I couldnt beleive me eyes and wasnt sure where to put this. I had to post it up to get someone else to verify what my eyes were telling me.....


System for Car Amp and Two Ten Pioneers with Sony MP3 Stereo | eBay


----------



## DBlevel (Oct 6, 2006)

That ones been listed on ebay before. I believe there was another thread for it then as well.

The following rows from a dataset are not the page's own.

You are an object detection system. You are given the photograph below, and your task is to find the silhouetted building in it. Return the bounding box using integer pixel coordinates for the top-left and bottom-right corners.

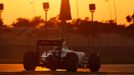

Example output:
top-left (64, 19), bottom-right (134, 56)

top-left (59, 0), bottom-right (72, 22)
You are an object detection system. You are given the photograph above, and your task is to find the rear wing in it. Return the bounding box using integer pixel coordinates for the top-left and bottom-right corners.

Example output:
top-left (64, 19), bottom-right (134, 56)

top-left (36, 39), bottom-right (64, 46)
top-left (36, 39), bottom-right (64, 63)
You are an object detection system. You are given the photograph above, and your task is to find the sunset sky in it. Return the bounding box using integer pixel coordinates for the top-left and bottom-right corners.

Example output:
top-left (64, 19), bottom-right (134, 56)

top-left (0, 0), bottom-right (134, 26)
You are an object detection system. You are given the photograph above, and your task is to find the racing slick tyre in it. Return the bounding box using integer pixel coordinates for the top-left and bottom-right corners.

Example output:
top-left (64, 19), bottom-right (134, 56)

top-left (65, 52), bottom-right (78, 72)
top-left (45, 55), bottom-right (57, 71)
top-left (88, 53), bottom-right (101, 72)
top-left (23, 52), bottom-right (38, 70)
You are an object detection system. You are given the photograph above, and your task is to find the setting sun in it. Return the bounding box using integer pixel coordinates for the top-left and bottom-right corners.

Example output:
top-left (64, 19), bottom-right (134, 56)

top-left (0, 0), bottom-right (134, 25)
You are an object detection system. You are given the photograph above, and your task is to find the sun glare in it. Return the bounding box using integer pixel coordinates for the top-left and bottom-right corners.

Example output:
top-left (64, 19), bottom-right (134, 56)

top-left (35, 67), bottom-right (50, 71)
top-left (0, 0), bottom-right (133, 25)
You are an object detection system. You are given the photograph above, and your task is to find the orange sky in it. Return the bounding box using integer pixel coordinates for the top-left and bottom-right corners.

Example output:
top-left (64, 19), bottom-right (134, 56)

top-left (0, 0), bottom-right (134, 25)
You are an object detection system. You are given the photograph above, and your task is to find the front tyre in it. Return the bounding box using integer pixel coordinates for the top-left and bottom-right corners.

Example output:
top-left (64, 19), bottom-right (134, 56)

top-left (65, 52), bottom-right (78, 72)
top-left (88, 53), bottom-right (101, 72)
top-left (23, 52), bottom-right (38, 70)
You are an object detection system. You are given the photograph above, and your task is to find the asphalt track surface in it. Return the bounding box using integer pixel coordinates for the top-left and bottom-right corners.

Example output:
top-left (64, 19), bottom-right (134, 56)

top-left (0, 64), bottom-right (134, 75)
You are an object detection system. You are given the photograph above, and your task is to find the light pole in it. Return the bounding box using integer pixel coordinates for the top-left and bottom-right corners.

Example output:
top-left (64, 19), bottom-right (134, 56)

top-left (89, 4), bottom-right (96, 50)
top-left (106, 0), bottom-right (112, 21)
top-left (89, 4), bottom-right (96, 22)
top-left (0, 3), bottom-right (4, 20)
top-left (113, 0), bottom-right (117, 23)
top-left (30, 1), bottom-right (36, 17)
top-left (132, 0), bottom-right (134, 24)
top-left (76, 0), bottom-right (79, 19)
top-left (133, 0), bottom-right (134, 14)
top-left (43, 2), bottom-right (49, 23)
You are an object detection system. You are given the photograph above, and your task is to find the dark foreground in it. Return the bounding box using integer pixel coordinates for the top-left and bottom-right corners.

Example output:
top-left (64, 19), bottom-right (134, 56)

top-left (1, 71), bottom-right (134, 75)
top-left (0, 64), bottom-right (134, 75)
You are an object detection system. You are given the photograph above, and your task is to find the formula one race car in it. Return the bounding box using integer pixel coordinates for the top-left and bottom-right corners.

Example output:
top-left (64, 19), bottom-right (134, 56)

top-left (23, 39), bottom-right (101, 72)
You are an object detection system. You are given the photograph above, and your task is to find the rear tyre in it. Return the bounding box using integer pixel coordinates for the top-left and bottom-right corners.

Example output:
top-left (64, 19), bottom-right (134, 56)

top-left (65, 52), bottom-right (78, 72)
top-left (88, 53), bottom-right (101, 72)
top-left (23, 52), bottom-right (38, 70)
top-left (45, 55), bottom-right (57, 71)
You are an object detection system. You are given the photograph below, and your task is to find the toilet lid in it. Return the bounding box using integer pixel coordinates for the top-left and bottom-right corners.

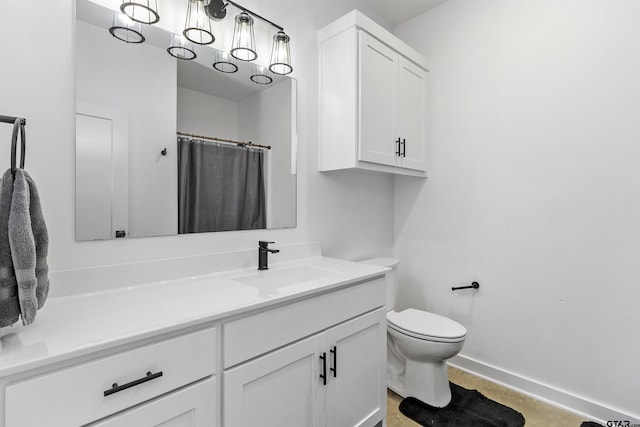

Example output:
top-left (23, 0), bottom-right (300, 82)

top-left (387, 309), bottom-right (467, 341)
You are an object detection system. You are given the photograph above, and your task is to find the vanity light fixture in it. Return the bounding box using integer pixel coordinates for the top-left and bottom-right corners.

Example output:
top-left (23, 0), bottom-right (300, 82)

top-left (230, 12), bottom-right (257, 61)
top-left (183, 0), bottom-right (215, 45)
top-left (213, 50), bottom-right (238, 73)
top-left (269, 31), bottom-right (293, 75)
top-left (120, 0), bottom-right (159, 25)
top-left (109, 11), bottom-right (145, 44)
top-left (250, 64), bottom-right (273, 85)
top-left (108, 0), bottom-right (293, 82)
top-left (208, 0), bottom-right (293, 78)
top-left (167, 33), bottom-right (197, 60)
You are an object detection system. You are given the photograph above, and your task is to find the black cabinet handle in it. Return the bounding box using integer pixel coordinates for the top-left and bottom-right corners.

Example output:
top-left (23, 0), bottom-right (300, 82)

top-left (395, 138), bottom-right (401, 156)
top-left (330, 346), bottom-right (337, 378)
top-left (104, 371), bottom-right (163, 397)
top-left (401, 138), bottom-right (406, 157)
top-left (319, 353), bottom-right (327, 385)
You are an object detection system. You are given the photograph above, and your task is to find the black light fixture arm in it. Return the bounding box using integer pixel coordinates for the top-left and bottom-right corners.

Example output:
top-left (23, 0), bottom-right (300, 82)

top-left (208, 0), bottom-right (284, 31)
top-left (226, 0), bottom-right (284, 31)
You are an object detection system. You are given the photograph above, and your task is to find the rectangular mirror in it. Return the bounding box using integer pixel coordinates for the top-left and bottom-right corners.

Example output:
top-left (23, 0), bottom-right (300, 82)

top-left (75, 0), bottom-right (297, 241)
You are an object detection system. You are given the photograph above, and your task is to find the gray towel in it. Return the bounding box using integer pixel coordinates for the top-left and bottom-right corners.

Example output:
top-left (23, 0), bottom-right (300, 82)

top-left (0, 169), bottom-right (20, 327)
top-left (24, 171), bottom-right (49, 308)
top-left (9, 169), bottom-right (38, 325)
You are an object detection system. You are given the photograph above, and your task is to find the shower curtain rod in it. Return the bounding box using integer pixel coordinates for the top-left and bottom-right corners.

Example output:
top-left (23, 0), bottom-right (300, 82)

top-left (177, 131), bottom-right (271, 150)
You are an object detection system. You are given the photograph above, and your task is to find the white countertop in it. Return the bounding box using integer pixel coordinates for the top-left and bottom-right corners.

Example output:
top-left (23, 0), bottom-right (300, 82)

top-left (0, 256), bottom-right (387, 377)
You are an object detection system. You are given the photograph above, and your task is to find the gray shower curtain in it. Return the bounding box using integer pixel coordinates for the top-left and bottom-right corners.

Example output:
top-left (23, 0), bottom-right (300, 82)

top-left (178, 137), bottom-right (266, 233)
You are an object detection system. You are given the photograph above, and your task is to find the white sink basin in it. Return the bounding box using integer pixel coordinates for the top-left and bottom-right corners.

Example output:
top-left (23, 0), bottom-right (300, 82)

top-left (233, 265), bottom-right (339, 290)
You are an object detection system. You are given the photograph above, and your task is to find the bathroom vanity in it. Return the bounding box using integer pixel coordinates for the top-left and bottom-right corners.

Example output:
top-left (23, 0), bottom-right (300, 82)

top-left (0, 245), bottom-right (387, 427)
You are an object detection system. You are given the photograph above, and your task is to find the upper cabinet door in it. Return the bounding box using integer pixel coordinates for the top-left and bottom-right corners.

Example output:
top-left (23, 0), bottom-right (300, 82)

top-left (397, 57), bottom-right (427, 171)
top-left (358, 31), bottom-right (399, 167)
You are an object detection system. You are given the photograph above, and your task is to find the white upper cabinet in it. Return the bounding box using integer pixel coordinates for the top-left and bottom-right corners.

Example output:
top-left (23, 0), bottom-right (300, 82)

top-left (319, 10), bottom-right (428, 177)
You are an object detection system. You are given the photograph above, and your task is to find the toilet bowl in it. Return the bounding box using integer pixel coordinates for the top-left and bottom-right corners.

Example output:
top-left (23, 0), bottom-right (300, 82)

top-left (387, 308), bottom-right (466, 407)
top-left (360, 258), bottom-right (467, 408)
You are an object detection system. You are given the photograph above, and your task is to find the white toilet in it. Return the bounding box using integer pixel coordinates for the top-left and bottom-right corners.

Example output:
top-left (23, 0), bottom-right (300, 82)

top-left (360, 258), bottom-right (467, 408)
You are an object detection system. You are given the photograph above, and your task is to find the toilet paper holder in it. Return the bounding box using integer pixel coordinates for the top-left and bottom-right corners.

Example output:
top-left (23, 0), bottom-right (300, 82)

top-left (451, 281), bottom-right (480, 291)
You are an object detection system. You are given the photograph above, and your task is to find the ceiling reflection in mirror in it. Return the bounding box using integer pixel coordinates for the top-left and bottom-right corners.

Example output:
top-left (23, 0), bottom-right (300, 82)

top-left (75, 0), bottom-right (297, 241)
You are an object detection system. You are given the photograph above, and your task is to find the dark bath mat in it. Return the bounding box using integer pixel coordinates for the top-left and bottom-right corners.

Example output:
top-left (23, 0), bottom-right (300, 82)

top-left (399, 382), bottom-right (525, 427)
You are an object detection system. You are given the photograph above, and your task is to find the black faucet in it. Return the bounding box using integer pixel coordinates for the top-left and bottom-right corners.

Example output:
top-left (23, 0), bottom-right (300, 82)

top-left (258, 241), bottom-right (279, 270)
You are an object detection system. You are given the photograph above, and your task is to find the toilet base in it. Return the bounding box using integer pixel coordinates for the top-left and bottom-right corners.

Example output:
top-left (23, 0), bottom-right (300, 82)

top-left (387, 359), bottom-right (452, 408)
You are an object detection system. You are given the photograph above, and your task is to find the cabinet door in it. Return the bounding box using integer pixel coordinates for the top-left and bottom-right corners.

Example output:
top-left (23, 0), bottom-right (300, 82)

top-left (397, 56), bottom-right (427, 171)
top-left (358, 31), bottom-right (398, 167)
top-left (88, 377), bottom-right (216, 427)
top-left (224, 333), bottom-right (326, 427)
top-left (325, 308), bottom-right (387, 427)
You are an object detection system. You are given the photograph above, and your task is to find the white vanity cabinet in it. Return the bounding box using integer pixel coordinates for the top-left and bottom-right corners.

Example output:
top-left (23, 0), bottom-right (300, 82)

top-left (0, 251), bottom-right (388, 427)
top-left (3, 327), bottom-right (217, 427)
top-left (319, 10), bottom-right (428, 177)
top-left (222, 278), bottom-right (387, 427)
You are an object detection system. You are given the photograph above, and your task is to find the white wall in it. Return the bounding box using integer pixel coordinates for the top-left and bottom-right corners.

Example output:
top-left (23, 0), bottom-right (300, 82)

top-left (76, 20), bottom-right (177, 238)
top-left (239, 79), bottom-right (296, 229)
top-left (0, 0), bottom-right (394, 275)
top-left (177, 87), bottom-right (239, 140)
top-left (395, 0), bottom-right (640, 421)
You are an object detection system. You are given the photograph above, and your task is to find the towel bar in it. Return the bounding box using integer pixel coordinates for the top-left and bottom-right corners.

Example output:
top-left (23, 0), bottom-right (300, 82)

top-left (5, 117), bottom-right (26, 173)
top-left (0, 115), bottom-right (25, 125)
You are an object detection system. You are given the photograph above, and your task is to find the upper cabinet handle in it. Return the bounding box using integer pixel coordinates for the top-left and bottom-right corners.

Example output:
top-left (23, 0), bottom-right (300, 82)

top-left (401, 138), bottom-right (406, 157)
top-left (396, 138), bottom-right (402, 156)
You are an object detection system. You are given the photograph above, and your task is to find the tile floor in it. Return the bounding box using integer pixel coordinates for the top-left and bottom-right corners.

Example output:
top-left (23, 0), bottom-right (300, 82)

top-left (386, 366), bottom-right (598, 427)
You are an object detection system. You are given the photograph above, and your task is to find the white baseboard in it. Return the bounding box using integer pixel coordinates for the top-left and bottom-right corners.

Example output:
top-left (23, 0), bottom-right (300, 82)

top-left (449, 354), bottom-right (640, 425)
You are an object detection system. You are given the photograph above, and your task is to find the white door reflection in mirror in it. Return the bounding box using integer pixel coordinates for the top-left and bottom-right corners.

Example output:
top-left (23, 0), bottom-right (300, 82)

top-left (75, 102), bottom-right (129, 241)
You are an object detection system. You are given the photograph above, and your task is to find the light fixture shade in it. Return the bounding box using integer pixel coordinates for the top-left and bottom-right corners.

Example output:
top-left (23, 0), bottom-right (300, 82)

top-left (250, 64), bottom-right (273, 85)
top-left (231, 12), bottom-right (257, 61)
top-left (120, 0), bottom-right (159, 25)
top-left (109, 12), bottom-right (145, 44)
top-left (183, 0), bottom-right (215, 45)
top-left (213, 50), bottom-right (238, 73)
top-left (167, 33), bottom-right (197, 60)
top-left (269, 31), bottom-right (293, 75)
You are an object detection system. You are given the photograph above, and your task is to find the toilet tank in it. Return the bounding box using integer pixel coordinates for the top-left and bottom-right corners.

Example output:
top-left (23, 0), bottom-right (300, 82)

top-left (359, 258), bottom-right (400, 311)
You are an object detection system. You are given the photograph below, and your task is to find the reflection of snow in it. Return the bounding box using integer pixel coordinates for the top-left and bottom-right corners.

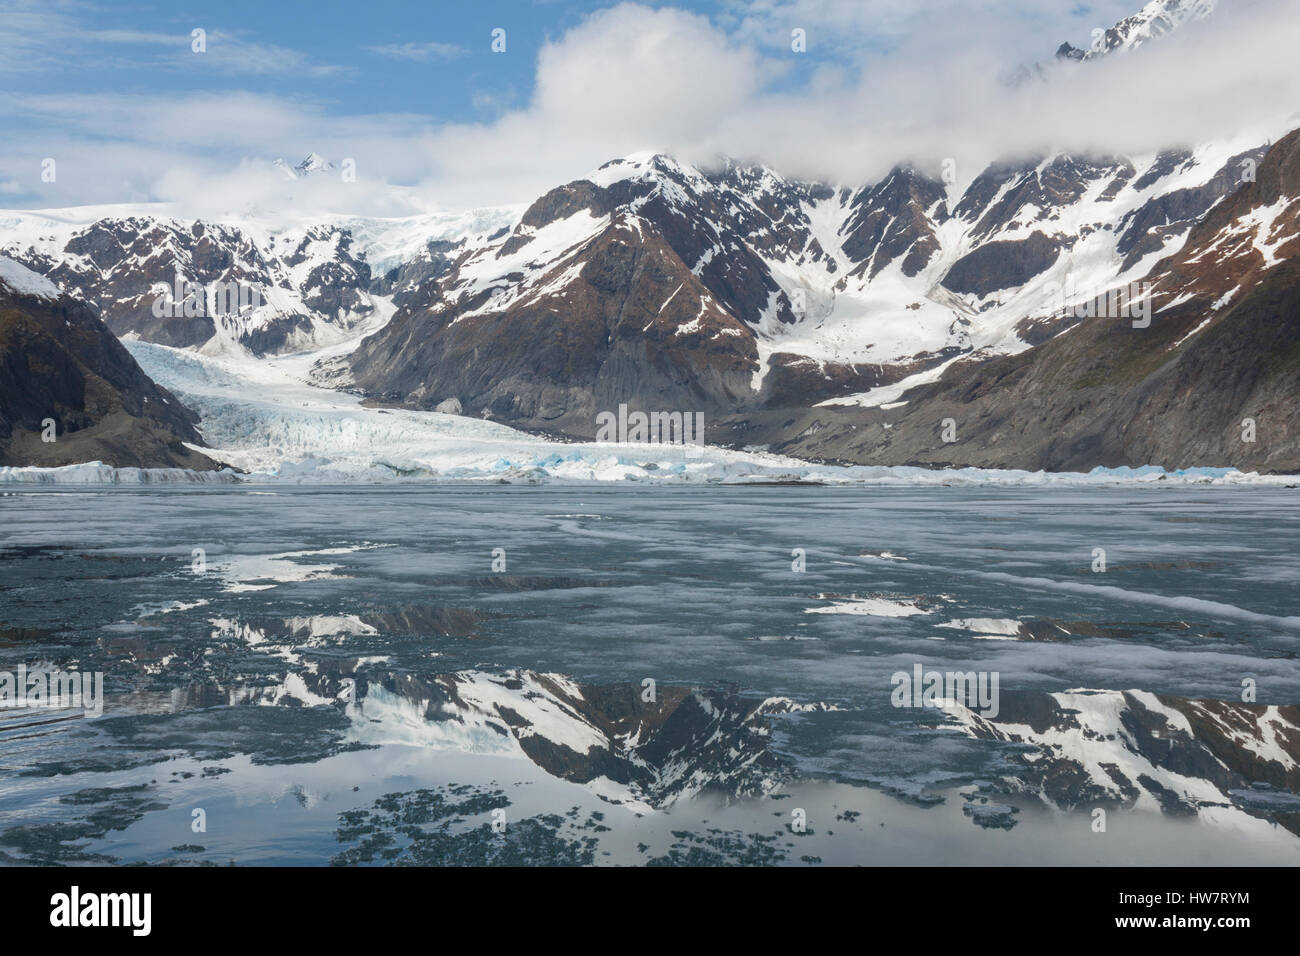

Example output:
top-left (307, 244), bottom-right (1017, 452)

top-left (951, 687), bottom-right (1300, 833)
top-left (215, 546), bottom-right (377, 592)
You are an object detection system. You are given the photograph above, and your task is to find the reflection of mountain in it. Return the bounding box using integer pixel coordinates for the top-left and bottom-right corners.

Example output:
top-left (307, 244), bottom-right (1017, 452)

top-left (347, 669), bottom-right (839, 808)
top-left (394, 671), bottom-right (842, 807)
top-left (207, 621), bottom-right (834, 808)
top-left (172, 613), bottom-right (1300, 828)
top-left (954, 689), bottom-right (1300, 833)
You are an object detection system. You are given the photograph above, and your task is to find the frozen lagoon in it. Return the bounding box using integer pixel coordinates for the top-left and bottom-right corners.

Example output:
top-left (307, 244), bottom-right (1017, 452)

top-left (1, 483), bottom-right (1298, 865)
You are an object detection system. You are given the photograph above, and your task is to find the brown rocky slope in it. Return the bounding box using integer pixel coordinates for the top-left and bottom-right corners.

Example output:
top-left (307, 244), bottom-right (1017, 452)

top-left (0, 262), bottom-right (219, 469)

Still funny everytime I see it tho.................


----------



## tinctorus (Oct 5, 2009)

Lol some people are seriously mentally handicapped with some of the garbage they put up online, what's even more saddening is some dumb ass will probably buy it


----------



## theoldguy (Nov 17, 2009)

made an offer for $5 with the note "$1000 for a stolen broken stereo is stupid. "


----------



## JAX (Jun 2, 2006)

thats 499 more pennies than I would haveo offered for it...


----------



## legend94 (Mar 15, 2006)

when i saw this the other day i was trying to recall where the thread was on bad installs 

what i would pay for from this guy is more photos of the install


----------



## aoessand (Jan 11, 2011)

stop hating on my future system guys! and dont anyone buy it before i get saved up for it!!!! LOL


----------



## asianinvasion21 (Sep 24, 2012)

Im gunna offer .99 cents lol.


----------



## mechatron (Sep 26, 2013)

The ad states that it's in "New" condition...yep totally believable ..lol


----------



## legend94 (Mar 15, 2006)

This hopefully is a joke.

Pickup only!


----------



## Ultimateherts (Nov 13, 2006)

I wonder what ****ty car this was in? A 1988 Lebaron owed by John Voit?


----------



## legend94 (Mar 15, 2006)

Ultimateherts said:


> A 1988 Lebaron owed by John Voit?



hopefully one that was not taken to Jerry's mechanic with the b/o problem


----------



## SHAGGS (Apr 24, 2011)

legend94 said:


> hopefully one that was not taken to Jerry's mechanic with the b/o problem


It was actually the Valet that had the horrific BO. 
Jerry's mechanic was the one who obsessed about the car and gave him all kinds of **** for not idolizing the car enough. 
He even stole it when Jerry brought it in, because Kramer and Newman borrowed it and put groceries under the hood, because Elaine had JFK's golf clubs in the trunk. 
Upon chasing him across state, whilst on their way to Michigan to return bottles and cans for the higher deposit, he began throwing the clubs at them. 
Great episode.


----------